Acalenta-me,
de facto, esta luz alaranjada. Qual flâmula daquelas que, de pedra, se vêem nas
esquinas dos telhados e nos jazigos dos cemitérios. «Candeeiro de sal dos
Himalaias». Reza a publicidade, porque eu nunca tinha ouvido falar: «A cor alaranjada que emite ajuda a
criar uma atmosfera equilibrada de tranquilidade, ideal para relaxar, meditar
ou se concentrar». Pode ser sugestão, mas até estou propenso a acreditar que
neutraliza mesmo esses tais iões positivos, prejudiciais ao organismo.
Ao invés, sobre os malefícios do sal tenho a cabeça cheia, como a de toda a gente: faz mal, não se pode abusar dele, um veneno!...
Do curso de História guardo duas recordações.
A primeira, relacionada com a importância do sal do estuário do Sado, bem posta em evidência pela professora Virgínia Rau – veja-se, a título de exemplo, o livro Estudos sobre a História do Sal Português (Editorial Presença, 1984).
A segunda causou-me
espécie, porque sempre pensei em sal marinho e as salinas de Rio Maior ainda
não haviam entrado no meu imaginário, embora soubesse vagamente da existência
de sal-gema. Prende-se essa segunda recordação com o professor de Expansão nos contou acerca do negócio de tribos da metade norte de África, que os Portugueses teriam descoberto: uma tribo trazia uma porção de sal,
depositava-a no sítio combinado e retirava-se; vinham os da outra tribo,
deixavam o dinheiro e iam-se embora; nunca se encontravam.
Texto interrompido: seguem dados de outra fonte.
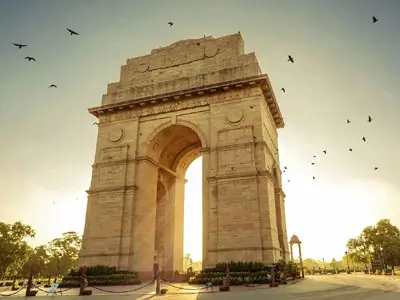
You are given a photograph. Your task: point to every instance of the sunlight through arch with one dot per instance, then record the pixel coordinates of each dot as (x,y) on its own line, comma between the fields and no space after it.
(193,223)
Se a primeira
ficasse com o dinheiro, considerava-se o negócio feito; se não, os segundos
aumentava a parada. Era assim, dizia-nos o professor, porque o sal era deveras
valioso e o segredo da sua origem precisava de se manter. Aliás, acrescentava,
não esqueçam que a palavra ‘salário’ vem de sal, o equivalente a uma porção de
sal.
Quanto aos
Himalaias, lembram-me sempre o João Garcia, que escalou o Evereste. Quando, um
dia, me encaminhava com ele para os estúdios da rádio onde o ia entrevistar,
estacou de repente, olhou para a alta antena e perguntou: «Como é que vocês
vão lá acima?». Nunca tal me preocupara. E compreendi, mais uma vez, como as
ocupações que temos formatam, de certo modo, os nossos pensamentos. Ele, homem das alturas, pensou logo como é que se iria lá ao topo! E percebi que a
presença desses pensamentos – positivos ou negativos – formatam, queiramos ou não, o nosso
dia-a-dia…
José d’Encarnação
Publicado em Renascimento (Mangualde), nº 805, 1 de Setembro de 2021, p. 12.
Por este belo texto fui levada a pensar no sal da vida, diferente para cada um de nós, mas sempre sal, tempero, elemento de maior valor. O que motiva um alpinista, um escalador, estará sempre no topo. O que encanta um arqueólogo costuma estar no subsolo, mas esse é o seu topo. O procedimento entre as tribos africanas para o negócio do sal é bem curiosa. E a imagem de candeeiros de sal dos Himalaias que acompanha as palavras, belíssima. Em todos estes textos aprendo sempre, mas o melhor é deliciar-me com a leitura. Um abraço.